Presidential candidate Mitt Romney was ridiculed for saying that “corporations are people” at the Iowa State Fair in 2011.
But Romney was right. The idea that corporations are not persons or citizens entitled to constitutional protection is among the oldest of left-wing populist canards. In reality, there is a long history of the legal recognition of corporate personhood.
At the time the Constitution was adopted, there were very few corporations, and for most of the 19th century business was carried on through partnerships. Corporations were chartered by special acts of state legislatures for extraordinary, public-service purposes. But this did not mean that they were mere creatures of the state, with no rights of their own.
In 1815, the Supreme Court prevented the state of Virginia from dispossessing the property of the Anglican Church after that church had been disestablished.
Four years later, the Court gave its most famous defense of corporate rights, in the Dartmouth College case. The college had been founded in 1769 by a charter from King George III. In the early 19th century, the Jeffersonian Republicans of New Hampshire considered Dartmouth a redoubt of Federalism, if not outright Toryism. So the state legislature enacted a law that replaced the college’s trustees with members more favorable to their party, which the Supreme Court struck down as a violation of the Constitution’s prohibition on states’ impairing the obligation of contracts.
Chief Justice John Marshall defended the college as “an eleemosynary [charitable] and private corporation,” the mission of which the state could not simply reorient. This was a great boon to corporations, which states were now creating for all kinds of private purposes, without the need for special legislative acts, under “general incorporation” laws.

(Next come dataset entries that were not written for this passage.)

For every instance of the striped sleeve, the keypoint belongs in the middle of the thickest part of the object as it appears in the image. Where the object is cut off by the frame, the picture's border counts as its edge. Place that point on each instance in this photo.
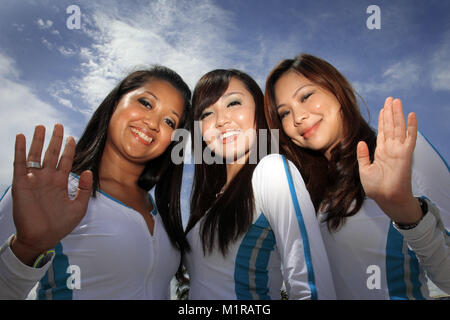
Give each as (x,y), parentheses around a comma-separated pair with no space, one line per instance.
(285,202)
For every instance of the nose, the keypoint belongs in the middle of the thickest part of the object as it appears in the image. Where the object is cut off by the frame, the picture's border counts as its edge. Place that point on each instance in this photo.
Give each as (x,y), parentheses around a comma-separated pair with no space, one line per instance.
(221,118)
(300,115)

Marshall’s successor, Roger B. Taney, though he carried on Andrew Jackson’s “war” against the Bank of the United States, also recognized the legal rights of corporations. The Taney Court held, for example, that corporations could sue in federal courts under Article III’s grant of jurisdiction in suits between “citizens of different states.” They did not, however, have all of the “privileges and immunities” of citizens that are protected in Article IV. The Court also assumed that corporations chartered in other states (“foreign” corporations) could do business in any state that did not explicitly prohibit them.